Con la muerte de Gustavo Cerati se va una parte de una época. Porque mientras que Luis Alberto Spinetta (a quien seguramente no le irá en zaga en cuanto a la repercusión del deceso) fue un referente fundacional del rock nacional, Cerati, enancado en la leyenda de Soda Stereo, era una de las pocas figuras clave sobrevivientes de la explosión de principios de los ’80, nacida en los estertores de la dictadura y la posterior primavera democrática. Luca Prodan, Miguel Abuelo (que venía de antes, pero se había reinventado) y Federico Moura se quedaron en el camino; Pil Trafa tuvo menos relevancia por el carácter under y punk de Los Violadores, y la dupla Beilinson-Solari también transitaba cierta clandestinidad en aquellos años.
También porque con su récord de seis River llenos (superados por los nueve de Roger Waters, pero todavía marca nacional en ese estadio), en la vuelta de Soda Stereo de 2007, puso de manifiesto una distancia insalvable entre los artistas “clásicos” (los que vivieron la era dorada de las discográficas, el videoclip y las cadenas panregionales) y los nuevos: pocos entre las nuevas generaciones podrán convocar como Soda (o como García, o como Solari, pongamos).
Pero decir esto, o hablar de la primera banda argentina de verdadera proyección internacional, o remitirnos a esa primera despedida de 1997 (en la que todos sabíamos que con “De música ligera” se terminaba todo, y nadie esperaba el hoy icónico “gracias... totales”) no nos lleva a su obra.
En remolinos
Y “Ahí vamos”: mientras en las redes sociales muchos lo lloran o lo despiden citando frases emblemáticas de sus canciones (a veces abstractas pero no abstrusas), cuesta creer en aquel autor que “sufría” la escritura, y más de una vez la terminó en el estudio.
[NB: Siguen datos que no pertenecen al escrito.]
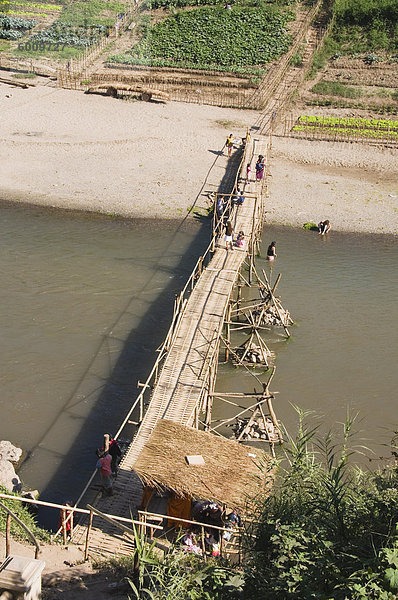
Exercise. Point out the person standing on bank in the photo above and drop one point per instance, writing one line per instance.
(229, 236)
(116, 453)
(323, 227)
(271, 252)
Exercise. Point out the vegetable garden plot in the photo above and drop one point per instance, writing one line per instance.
(13, 28)
(210, 36)
(359, 129)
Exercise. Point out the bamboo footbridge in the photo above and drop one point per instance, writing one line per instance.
(182, 380)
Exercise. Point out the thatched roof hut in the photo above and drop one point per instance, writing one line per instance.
(231, 472)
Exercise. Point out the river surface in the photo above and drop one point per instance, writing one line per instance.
(86, 300)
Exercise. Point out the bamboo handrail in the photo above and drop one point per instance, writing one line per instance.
(65, 507)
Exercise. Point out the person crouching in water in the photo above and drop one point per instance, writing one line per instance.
(229, 236)
(271, 252)
(323, 227)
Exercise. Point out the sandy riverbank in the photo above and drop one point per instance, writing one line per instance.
(63, 148)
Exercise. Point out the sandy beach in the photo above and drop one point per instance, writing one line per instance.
(65, 149)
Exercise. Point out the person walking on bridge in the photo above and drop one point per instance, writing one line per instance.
(105, 470)
(229, 236)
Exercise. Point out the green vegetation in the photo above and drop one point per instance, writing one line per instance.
(366, 25)
(349, 132)
(13, 28)
(25, 516)
(329, 529)
(170, 4)
(359, 27)
(382, 129)
(333, 88)
(381, 109)
(211, 36)
(356, 122)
Pero no cuesta creer ese creador que acompañado de gente en su misma sintonía (los obvios Zeta Bosio y Charly Alberti; amigos como Richard Coleman, Daniel Melero, Leo García, Flavio Etcheto o Tweety González) supo evolucionar desde el pop alocado de “Dietético”, y “Sobredosis de TV” (canciones de un debut que cumplió 30 años días atrás) a la sonoridad manchesteriana de las canciones de “Dynamo”, y a las más diversas “puntas” estilísticas: del rock de “Sueles dejarme solo” (después emblema de Cabezones) al folclore de “Cactus” (revisitado por Abel Pintos).
Y un emblema que (en las discutidas manos de Agapornis) costeó parte de su internación: “Persiana americana”, el fruto de cumplir una promesa y ponerle música a una letra de un concurso. Mientras otros artistas dijeron sí pero no, Cerati encontró en las palabras de Jorge Antonio Daffunchio el camino para uno de sus himnos inmortales.
Lo que sangra
Gustavo fue todo eso y más. También fue un artista honesto, nunca “vendió” algo que no era y sí, “pudo ser del jet set”, como decía en 1984. Y quizás por todo eso su nombre se usaba en contraposición de alguna figura perdida: “Luca/Ricky (Espinosa)/Syd Vicious no se murió/que se muera Cerati...”. Así se cantó en uno y mil recitales. Con el ACV perdió parte de la gracia, y ahora todo el sentido. Quizás sea el momento de evaluar que, cuando se va para el silencio uno de los creadores del ecosistema cultural con el que crecimos, también morimos un poco nosotros.